Mindspace is Handcrafted
Exercising our fine motor skills by using our hands for writing, drawing, knitting and so on, engages the mind in a very special way. It boosts cognition induces a relaxed flow-state in our mind and body. It’s why such activities play such a prominent role in the socialised wellbeing movement. People are rediscovering the simple joy of making, not in their garages or sitting rooms, but in clubs and hubs across the land. People, it would seem, know the calm-state induced by mindful handwork is also the basic fuel that powers of social engagement.
We tend to engage more meaningfully when we’re feeling calm and safe. Writing by hand (as opposed to using a keyboard or other automated device) has an even deeper impact on our mind and body because of the direct link between thought, memory and physical expression. It stimulates and activates the parts of the brain that govern our analytical and rational faculties as well as our ability to create, intuit and feel. You could say in terms of brain function. It simultaneously fires up the left and right hemispheres.
Good Old Fashioned Sense-Making
Whereas other hand-based activities can be experienced and enjoyed almost in auto-pilot (think of say a potter at a wheel), writing by and large relies on that direct, conscious link between ideation and action. It’s true you can write in a stream of consciousness and go where the pen takes you. However, here we’re talking about connecting with the data in your immediate environment. The word “journal’ comes from the Latin “diurnalis” for “day”. That’s where sense-making comes in. Through this process, we are generally sorting through data, rearranging it meaningfully and outputting it into various formats; that is to say, making sense of it.
Regular practice increases the mind’s capacity to power through mental inertia and focus on the operation of the creative process and the content being created by it at the same time. This is the unique benefit of journaling; you are in fact doing the synergistic actions of thinking and doing at the same time. This combination of skill and state-of-mind is in fact highly transferrable once mastered. This “think-do” cognitive dynamic allows us to better focus on present actuality and notice, others and the surrounding environment.
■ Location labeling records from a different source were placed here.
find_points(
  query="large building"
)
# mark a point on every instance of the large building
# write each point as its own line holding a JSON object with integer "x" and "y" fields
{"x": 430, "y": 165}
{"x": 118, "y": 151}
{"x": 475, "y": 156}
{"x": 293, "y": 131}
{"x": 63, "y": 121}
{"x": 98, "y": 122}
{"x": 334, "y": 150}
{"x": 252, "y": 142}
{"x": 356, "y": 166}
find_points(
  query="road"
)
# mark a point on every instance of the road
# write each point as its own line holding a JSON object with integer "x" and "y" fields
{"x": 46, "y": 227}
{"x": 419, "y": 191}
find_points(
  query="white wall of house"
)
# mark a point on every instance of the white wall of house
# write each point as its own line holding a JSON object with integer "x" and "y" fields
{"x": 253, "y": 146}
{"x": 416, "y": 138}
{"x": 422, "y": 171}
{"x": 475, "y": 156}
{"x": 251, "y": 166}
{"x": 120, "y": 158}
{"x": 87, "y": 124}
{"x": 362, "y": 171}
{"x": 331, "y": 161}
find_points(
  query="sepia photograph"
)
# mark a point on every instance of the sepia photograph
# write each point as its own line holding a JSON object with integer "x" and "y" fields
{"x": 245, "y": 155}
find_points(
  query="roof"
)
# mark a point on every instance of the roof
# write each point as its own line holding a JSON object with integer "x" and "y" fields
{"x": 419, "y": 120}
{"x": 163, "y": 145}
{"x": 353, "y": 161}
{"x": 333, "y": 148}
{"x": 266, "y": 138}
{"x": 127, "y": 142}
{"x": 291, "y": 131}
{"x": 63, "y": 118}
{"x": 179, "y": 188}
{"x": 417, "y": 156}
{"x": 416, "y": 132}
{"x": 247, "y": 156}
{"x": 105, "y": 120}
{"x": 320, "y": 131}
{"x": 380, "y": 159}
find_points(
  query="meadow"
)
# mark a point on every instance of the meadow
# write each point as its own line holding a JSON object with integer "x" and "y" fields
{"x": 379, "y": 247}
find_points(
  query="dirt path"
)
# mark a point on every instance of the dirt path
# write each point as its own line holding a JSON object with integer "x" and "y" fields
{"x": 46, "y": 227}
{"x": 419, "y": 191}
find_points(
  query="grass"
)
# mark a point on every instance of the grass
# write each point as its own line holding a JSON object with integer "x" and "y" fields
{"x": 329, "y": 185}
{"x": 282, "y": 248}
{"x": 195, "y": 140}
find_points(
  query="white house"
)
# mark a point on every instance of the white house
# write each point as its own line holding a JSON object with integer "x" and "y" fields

Journaling in this respect is one of the oldest sense-making tools available to us and nowadays is recognised for it’s many pseudo-therapeutic benefits to our mental and physical health.
“Day by day, in every way, I’m getting better and better.”Émile Coué
Beyond the science, more people are practising journaling without necessarily seeing it as such. Whether it be a pattern of behaviour with their favourite social media platform, jotting down tasting notes of a favourite wine, or providing on-line reviews of a purchase or restaurant visit, they are contemporaneously documenting a personal experience. You can think of journaling, in this sense, as a conversation with oneself which may or may not be shared more widely. That’s as a good a definition of journaling as any other you’ll find.
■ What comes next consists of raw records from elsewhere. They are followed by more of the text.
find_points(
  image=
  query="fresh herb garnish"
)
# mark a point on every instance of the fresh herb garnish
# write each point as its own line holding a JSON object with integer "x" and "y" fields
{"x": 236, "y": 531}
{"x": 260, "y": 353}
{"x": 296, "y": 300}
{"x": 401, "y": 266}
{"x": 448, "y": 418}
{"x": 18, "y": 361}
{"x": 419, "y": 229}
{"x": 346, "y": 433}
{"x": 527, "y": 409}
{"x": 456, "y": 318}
Effect on the Immune System
It’s a simple fact that reflective journaling can aid sleep. It decreases overthinking and soothes the restive mind. Reflective on the day’s events through a lens of gratitude and introspection puts the lived experience into perspective. Expressing gratitude is also known to improve levels of perceived happiness by reprogramming the brain to take more notice of the positive aspects of a situation. If you acknowledge what’s good in your life, it will help you more balanced about the challenging emotions that come from difficult situations. It is just that, a sense of equilibrium amid the ups and downs.
As far back as the 1870s, the Coué Method promoted the idea of small but regular “prompts” that had a tangible benefit on the healing process. Repeatedly practising this kind of affirmation is not about ignoring the things we don’t like. It’s about finding the calm state. By inducing this calm, relaxed state, regular journaling promotes the growth of immune cells, called T and B-lymphocytes. Research indicates that journaling eases the symptoms of conditions like asthma and rheumatoid arthritis (James Pennebaker). Even outside the therapeutic frame, creative expression is a fundamental component of wellbeing. It’s an instinct we’re all born with and then .. well, in short, life happens.